CISC-471: Computational Biology

(also known as: CMPE-471)

(Winter 2015)


Last Modified:


Education is not the filling of a pail, but the lighting of a fire. William Butler Yeats.

Quick Links

Grading
Homework
Outline and Schedule

Course Instructor

David Rappaport
GOODWIN HALL Room 532
E-MAIL: daver AT cs dot queensu dot ca
OFFICE HOURS: TBD.

Class Hours

Monday 12:30-13:30 Goodwin 521
Wednesday 11:30-12:30 Goodwin 521
Thursday 13:30-14:30 Goodwin 521

Tutorial

Monday 2:30-4:30 GOODWIN RM248

Text

Neil C. Jones and Pavel A. Pevzner (2004) An Introduction to Bioinformatics Algorithms, MIT Press.
I will be following this book and referring to it as the "text". If you want to purchase a textbook this is the one that I would recommend as a first choice.
There is a wealth of material available on-line to supplement this text book.
Powerpoint slides are provided.
Bioinformatics Algorithms: An Active Learning Approach. is an enhanced electronic textbook developed by the author of the course text. You can access free videos and Powerpoint slides.
Rosalind is a platform for learning bioinformatics through problem solving.

Arthur M. Lesk (2002) Introduction to Bioinformatics, Oxford University Press.

An electronic copy of this book is available from the Queen's Library .
Other books that I have on my desk are:
Wing-Kin Sung (2010) Algorithms in Bioinformatics: A Practical Introduction, CRC Press
Pavel A. Pevzner (2001) Computational Molecular Biology: An Algorithmic Approach

Homework

Homework 1.
Homework 2.
Homework 3.
Homework 4.
Homework 5. Note that homework 5 is the same as 4.
Homework 6.
Homework 7.
Homework 8.
Homework 9.

Course Description

Calendar Description of CISC-471

Advanced computational approaches to the problems in molecular biology. Techniques and algorithms for sequence analysis and alignment; molecular databases; protein structure prediction and molecular data mining.

Prerequisites: CISC-271/3.0, CISC-352/3.0, CISC-365/3.0, BCHM 218/3.0 (or MBIO-218/3.0), BIOL-334/3.0 (or BCHM-315/3.0).

This course is required in the Biomedical Computing (BMCO) program.

My Description of CISC-471(David Rappaport)

Advances in computer hardware and algorithmic techniques have opened many avenues of inquiry that are driven by computation. The fields of Biology and Medicine are two high profile examples where stunning scientific breakthroughs have occurred within the past few years. In this course I will follow the course text An Introduction to Bioinformatics Algorithms by Neil C. Jones and Pavel A. Pevzner by reviewing standard algorithmic techniques and how they are applied to scientific discovery in biology and bioinformatics.
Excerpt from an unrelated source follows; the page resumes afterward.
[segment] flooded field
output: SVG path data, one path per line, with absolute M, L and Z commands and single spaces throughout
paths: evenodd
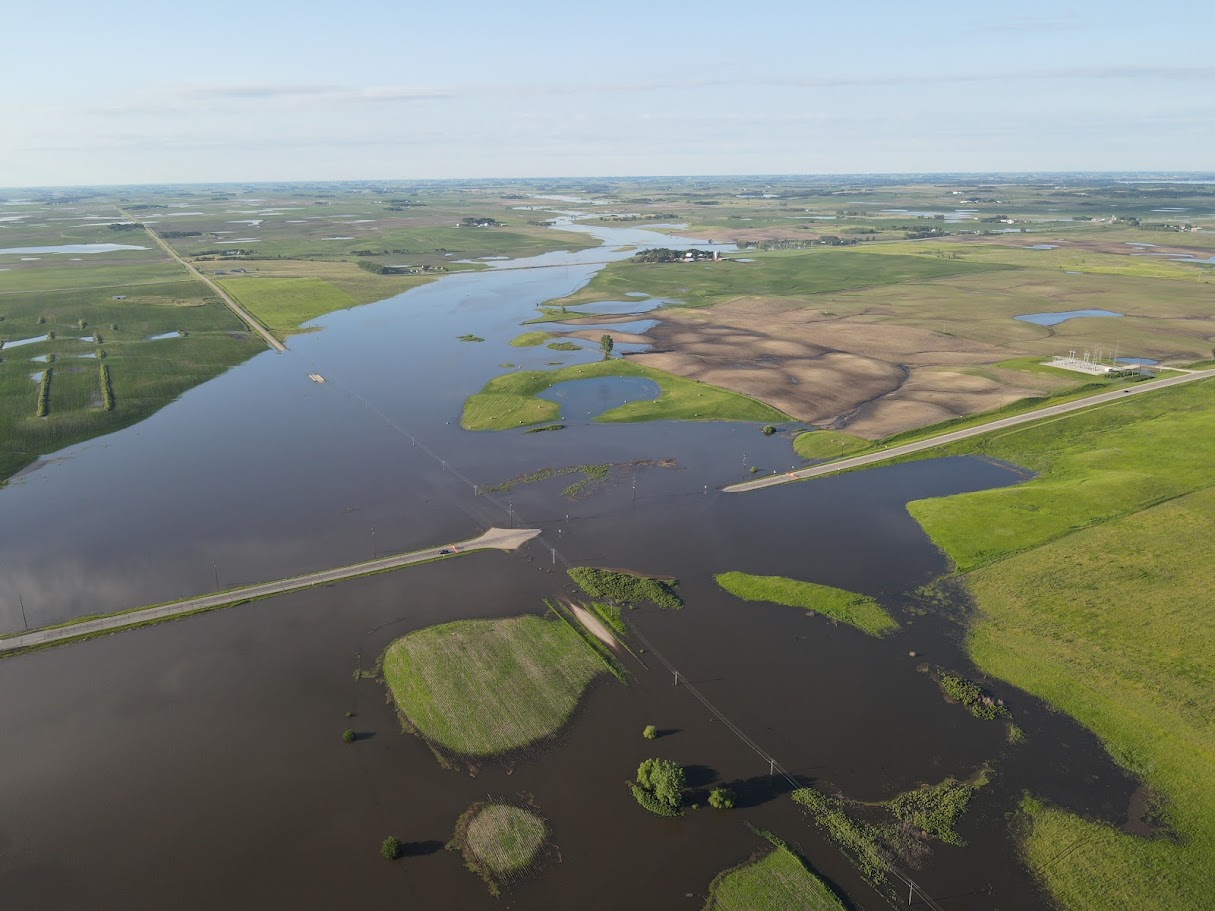
M 860 800 L 989 766 L 991 783 L 961 826 L 967 847 L 936 845 L 914 871 L 956 907 L 1044 904 L 1006 819 L 1024 790 L 1129 821 L 1136 782 L 1090 734 L 998 685 L 1025 734 L 1011 745 L 1002 724 L 946 703 L 925 673 L 967 672 L 957 641 L 966 607 L 917 607 L 915 589 L 946 566 L 905 504 L 1017 483 L 1022 473 L 965 458 L 723 494 L 752 466 L 799 462 L 789 436 L 753 424 L 589 420 L 651 396 L 637 378 L 554 386 L 547 395 L 577 413 L 561 432 L 459 428 L 464 398 L 503 362 L 530 358 L 521 366 L 538 369 L 601 356 L 512 347 L 537 306 L 584 284 L 589 264 L 629 255 L 609 250 L 674 243 L 570 227 L 604 245 L 510 264 L 550 268 L 451 275 L 333 313 L 286 353 L 262 353 L 0 490 L 5 632 L 439 545 L 490 525 L 543 530 L 518 554 L 479 553 L 0 661 L 0 771 L 19 782 L 0 792 L 0 877 L 15 907 L 160 909 L 168 894 L 180 907 L 333 907 L 356 894 L 425 909 L 699 909 L 713 876 L 756 849 L 746 822 L 796 845 L 855 907 L 883 907 L 787 799 L 790 780 L 772 774 L 769 758 L 798 783 Z M 485 341 L 458 340 L 469 333 Z M 580 464 L 616 468 L 573 500 L 559 477 L 484 492 Z M 401 732 L 383 686 L 356 678 L 407 632 L 535 612 L 572 594 L 567 565 L 674 576 L 686 606 L 627 615 L 645 644 L 626 662 L 629 685 L 597 683 L 550 747 L 485 763 L 475 776 L 446 770 Z M 870 595 L 902 628 L 875 639 L 741 601 L 713 581 L 735 570 Z M 646 724 L 661 731 L 654 742 L 640 735 Z M 346 728 L 354 743 L 341 740 Z M 648 756 L 683 763 L 696 793 L 730 783 L 738 809 L 650 816 L 622 783 Z M 559 854 L 502 900 L 442 850 L 464 808 L 487 794 L 526 794 Z M 396 864 L 379 856 L 388 834 L 405 843 Z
The emphasis will be on the strengths and limitations of these techniques.

Learning outcomes

Knowledge of state of the art algorithms in Bioinformatics with emphasis on the strengths and limitations of these techniques.
Ability to distill information provided by a biologist and discern appropriate and effective algorithmic solutions.
By the end of the course students should be able to:
critically assess an algorithm for its correctness and efficiency, and argue about the algorithms correctness, performance bounds, and approximation ratio as appropriate
obtain an ability to make sensible pragmatic algorithmic choices of standard packages or implementations for specific applications

Outline and Schedule

Chapters numbers correspond to Neil C. Jones and Pavel A. Pevzner (2004) An Introduction to Bioinformatics Algorithms, MIT Press.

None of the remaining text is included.